Je la comprends parce qu’un Grand Chelem ne peut pas être annulé. Après je comprends certains joueurs mécontents car c’est juste après l’US Open. D’un point de vue extérieur je t’avoue que je m’en fous un peu parce que ça ne me change rien. Mais je comprends que certains soient mécontents.
Quel va être ton programme durant les prochaines semaines ?
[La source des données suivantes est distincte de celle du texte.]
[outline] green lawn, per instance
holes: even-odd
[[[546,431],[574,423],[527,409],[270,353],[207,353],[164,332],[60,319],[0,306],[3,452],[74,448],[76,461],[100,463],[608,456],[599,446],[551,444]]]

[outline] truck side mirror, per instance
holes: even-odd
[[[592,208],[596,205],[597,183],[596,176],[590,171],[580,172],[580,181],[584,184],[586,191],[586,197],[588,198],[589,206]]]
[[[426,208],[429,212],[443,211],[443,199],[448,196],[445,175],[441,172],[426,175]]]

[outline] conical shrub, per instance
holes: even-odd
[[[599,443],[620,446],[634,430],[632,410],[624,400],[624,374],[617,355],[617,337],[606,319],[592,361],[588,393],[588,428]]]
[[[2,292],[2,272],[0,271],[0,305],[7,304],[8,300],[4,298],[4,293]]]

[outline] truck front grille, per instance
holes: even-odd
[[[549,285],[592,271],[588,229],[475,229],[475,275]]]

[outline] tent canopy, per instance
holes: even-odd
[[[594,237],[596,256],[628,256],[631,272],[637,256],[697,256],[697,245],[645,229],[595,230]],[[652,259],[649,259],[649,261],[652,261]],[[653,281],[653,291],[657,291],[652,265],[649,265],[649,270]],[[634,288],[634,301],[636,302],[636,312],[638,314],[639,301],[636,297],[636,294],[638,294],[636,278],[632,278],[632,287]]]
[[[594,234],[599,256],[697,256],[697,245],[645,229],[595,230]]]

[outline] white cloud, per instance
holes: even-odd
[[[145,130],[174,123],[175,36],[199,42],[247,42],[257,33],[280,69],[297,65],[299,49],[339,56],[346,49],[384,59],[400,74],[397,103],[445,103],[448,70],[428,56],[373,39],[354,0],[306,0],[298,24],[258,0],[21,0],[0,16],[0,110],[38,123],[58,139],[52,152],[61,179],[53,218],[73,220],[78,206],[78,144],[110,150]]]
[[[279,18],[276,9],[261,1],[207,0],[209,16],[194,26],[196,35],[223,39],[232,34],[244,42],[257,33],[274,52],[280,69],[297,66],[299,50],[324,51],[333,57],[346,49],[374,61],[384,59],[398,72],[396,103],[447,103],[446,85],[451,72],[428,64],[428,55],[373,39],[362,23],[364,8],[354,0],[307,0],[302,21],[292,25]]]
J’ai appelé mon coach physique pour qu’il me donne un programme à faire tous les jours avec du physique et de soins aussi. J’ai un programme quotidien à respecter. Forcément, tennistiquement je ne peux rien faire. Ce sont surtout des programmes du haut du corps et le bas du corps on le laisse tranquille pour l’instant. Chez moi, je n’ai pas de salle, j’ai un TRX (exercice de résistance) donc c’est assez restreint. Je vais faire beaucoup d’abdos, de gainage, de pompes. Je vais surtout faire des gestes à blanc pour ne pas perdre les réflexes et un travail mental, de visualisation, pour ne pas perdre les schémas de jeu.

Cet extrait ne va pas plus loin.